Diterbitkan: 2016-01-20

Konsumen saat ini semakin terhubung, melalui peningkatan jumlah perangkat. Pada saat yang sama, harapan mereka tumbuh berdasarkan standar yang ditetapkan oleh para pemimpin industri dan pendatang baru di pasar, berkat konektivitas yang ada di mana-mana, lebih mudah untuk terhubung dan diadopsi. Akibatnya, semua sektor industri, terutama ritel, melihat evolusi pesat yang akan membentuk pasar dalam lima tahun ke depan.

Bazaarvoice bekerja dengan lebih dari 40% IR 500 dan merek terkemuka dunia di banyak sektor industri, memungkinkan kami memiliki perspektif unik tentang evolusi dan perkembangan pasar di masa depan. Dalam peran saya sebagai Direktur Pemasaran Produk, EMEA di Bazaarvoice, saya melihat lima realitas signifikan yang mempengaruhi arah pasar dalam lima tahun ke depan:

  1. Pengalaman mulus: online, offline, dan lintas perangkat
  2. Dis-kepemilikan dan ekonomi berlangganan
  3. Pertumbuhan dan pentingnya konten yang dibuat konsumen (CGC)
  4. Keterlibatan emosional & logis
  5. Co-branding dan inovasi bersama

Pengalaman mulus: online, offline, dan lintas perangkat

Agar sukses, merek dan pengecer perlu menjangkau konsumen di mana pun mereka berada, pada perangkat apa pun yang mereka gunakan. Semakin, itu berarti perangkat seluler. Digital tidak hanya mendorong eCommerce, tetapi juga mengarahkan orang ke toko. Dan pengaruh ini tidak berakhir di pintu masuk toko: smartphone adalah asisten belanja pribadi baru bagi orang-orang begitu mereka berada di dalam.
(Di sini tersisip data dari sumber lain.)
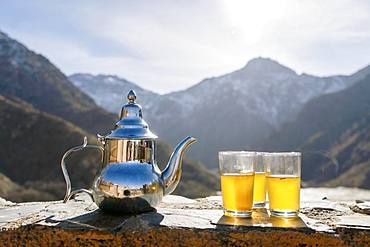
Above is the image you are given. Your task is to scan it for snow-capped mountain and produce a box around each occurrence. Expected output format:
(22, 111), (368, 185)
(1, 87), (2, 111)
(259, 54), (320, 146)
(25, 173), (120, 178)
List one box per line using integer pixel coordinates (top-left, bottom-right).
(70, 58), (369, 168)
(69, 73), (159, 113)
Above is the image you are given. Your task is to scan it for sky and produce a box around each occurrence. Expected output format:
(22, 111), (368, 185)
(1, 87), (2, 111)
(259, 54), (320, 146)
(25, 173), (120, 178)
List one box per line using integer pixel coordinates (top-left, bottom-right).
(0, 0), (370, 93)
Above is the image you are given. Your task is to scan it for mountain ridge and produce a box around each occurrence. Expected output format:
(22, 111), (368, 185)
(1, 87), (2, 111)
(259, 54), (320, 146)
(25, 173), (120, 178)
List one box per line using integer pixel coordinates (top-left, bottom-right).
(71, 57), (370, 169)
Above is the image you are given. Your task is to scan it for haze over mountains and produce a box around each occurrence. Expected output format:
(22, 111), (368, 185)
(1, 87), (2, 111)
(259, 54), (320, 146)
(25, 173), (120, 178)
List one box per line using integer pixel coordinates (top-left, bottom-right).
(264, 74), (370, 188)
(70, 58), (370, 169)
(0, 32), (218, 201)
(0, 26), (370, 200)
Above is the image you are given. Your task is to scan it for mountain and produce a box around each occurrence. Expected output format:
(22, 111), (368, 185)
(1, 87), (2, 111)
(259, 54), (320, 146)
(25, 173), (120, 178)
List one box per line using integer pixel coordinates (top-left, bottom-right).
(69, 73), (159, 113)
(0, 95), (99, 199)
(0, 32), (219, 201)
(0, 95), (219, 201)
(265, 75), (370, 188)
(70, 58), (370, 169)
(0, 32), (115, 133)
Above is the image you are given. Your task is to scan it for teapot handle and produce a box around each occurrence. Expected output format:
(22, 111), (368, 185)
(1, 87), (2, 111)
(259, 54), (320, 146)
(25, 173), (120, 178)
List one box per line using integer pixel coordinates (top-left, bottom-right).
(60, 136), (104, 203)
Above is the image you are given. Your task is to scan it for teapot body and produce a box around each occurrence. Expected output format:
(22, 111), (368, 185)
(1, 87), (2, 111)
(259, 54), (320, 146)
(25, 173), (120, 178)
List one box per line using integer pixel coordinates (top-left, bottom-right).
(61, 90), (196, 214)
(91, 139), (164, 213)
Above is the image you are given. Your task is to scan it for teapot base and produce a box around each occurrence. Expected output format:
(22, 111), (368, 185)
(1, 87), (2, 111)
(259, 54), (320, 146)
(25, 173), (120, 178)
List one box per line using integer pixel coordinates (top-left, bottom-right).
(98, 197), (156, 214)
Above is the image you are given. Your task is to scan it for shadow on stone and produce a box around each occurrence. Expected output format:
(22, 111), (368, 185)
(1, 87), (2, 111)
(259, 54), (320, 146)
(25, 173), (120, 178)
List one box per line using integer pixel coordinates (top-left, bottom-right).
(99, 197), (155, 214)
(45, 209), (164, 232)
(212, 208), (308, 229)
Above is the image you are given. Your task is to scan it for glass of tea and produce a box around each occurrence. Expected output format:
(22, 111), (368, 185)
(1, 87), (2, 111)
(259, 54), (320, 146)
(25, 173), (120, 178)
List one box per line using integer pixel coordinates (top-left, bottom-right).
(218, 151), (256, 217)
(263, 152), (301, 217)
(253, 153), (266, 208)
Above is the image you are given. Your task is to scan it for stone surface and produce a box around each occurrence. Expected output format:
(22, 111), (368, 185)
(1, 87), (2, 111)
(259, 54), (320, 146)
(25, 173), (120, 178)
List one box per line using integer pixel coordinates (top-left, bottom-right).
(0, 188), (370, 246)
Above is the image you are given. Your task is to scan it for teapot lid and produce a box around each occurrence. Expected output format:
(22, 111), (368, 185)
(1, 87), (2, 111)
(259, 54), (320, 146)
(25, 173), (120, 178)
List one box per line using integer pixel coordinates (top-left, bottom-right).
(105, 90), (157, 139)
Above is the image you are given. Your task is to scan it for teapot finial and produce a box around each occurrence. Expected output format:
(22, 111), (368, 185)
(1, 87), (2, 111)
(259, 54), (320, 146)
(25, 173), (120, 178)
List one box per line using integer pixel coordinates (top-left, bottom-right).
(127, 89), (136, 103)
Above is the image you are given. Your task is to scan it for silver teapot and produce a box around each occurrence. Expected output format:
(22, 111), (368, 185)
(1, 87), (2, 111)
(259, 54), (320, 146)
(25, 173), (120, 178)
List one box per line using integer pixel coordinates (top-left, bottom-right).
(61, 90), (196, 214)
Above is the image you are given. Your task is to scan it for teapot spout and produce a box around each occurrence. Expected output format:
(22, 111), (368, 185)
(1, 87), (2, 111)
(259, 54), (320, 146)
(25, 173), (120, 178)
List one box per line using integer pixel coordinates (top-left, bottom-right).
(161, 136), (197, 195)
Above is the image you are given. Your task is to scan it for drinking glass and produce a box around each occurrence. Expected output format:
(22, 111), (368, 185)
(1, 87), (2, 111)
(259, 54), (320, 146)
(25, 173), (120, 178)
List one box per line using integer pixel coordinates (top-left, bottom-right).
(253, 153), (266, 208)
(218, 151), (256, 217)
(263, 152), (301, 217)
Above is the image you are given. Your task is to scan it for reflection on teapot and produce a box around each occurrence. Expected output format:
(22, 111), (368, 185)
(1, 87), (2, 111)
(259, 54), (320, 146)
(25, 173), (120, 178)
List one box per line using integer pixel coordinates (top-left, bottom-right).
(61, 90), (196, 213)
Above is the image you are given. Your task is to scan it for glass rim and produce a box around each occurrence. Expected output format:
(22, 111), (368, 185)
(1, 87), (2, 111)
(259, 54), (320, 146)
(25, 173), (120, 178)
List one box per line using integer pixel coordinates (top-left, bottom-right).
(258, 152), (302, 157)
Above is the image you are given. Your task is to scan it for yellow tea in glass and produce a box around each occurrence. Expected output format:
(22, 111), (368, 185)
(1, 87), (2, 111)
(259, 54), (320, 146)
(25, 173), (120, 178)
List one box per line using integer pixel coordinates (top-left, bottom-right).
(263, 152), (301, 217)
(218, 151), (255, 217)
(267, 175), (301, 212)
(221, 173), (254, 212)
(253, 153), (266, 208)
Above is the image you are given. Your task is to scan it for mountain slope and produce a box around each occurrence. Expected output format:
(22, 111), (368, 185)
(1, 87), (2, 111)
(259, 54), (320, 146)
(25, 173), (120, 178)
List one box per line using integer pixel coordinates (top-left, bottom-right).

Konsumen semakin banyak menggunakan banyak saluran dan banyak perangkat selama perjalanan pembelian mereka. Dan pembeli omnichannel ini sangat berharga. Menurut sebuah studi tahun 2015 oleh IDC, konsumen omnichannel memiliki nilai seumur hidup 30% lebih tinggi daripada mereka yang berbelanja hanya menggunakan satu saluran. Namun, konsumen tidak menyadari saluran tertentu yang mereka gunakan tetapi diingatkan bahwa itulah yang terjadi ketika mereka menghadapi keterbatasan yang biasanya melekat pada saluran tertentu. Pada akhirnya, mereka mencari pengalaman yang mulus. Dan selain mulus, mereka semakin mengharapkan pengalaman mereka di seluruh saluran menjadi lancar.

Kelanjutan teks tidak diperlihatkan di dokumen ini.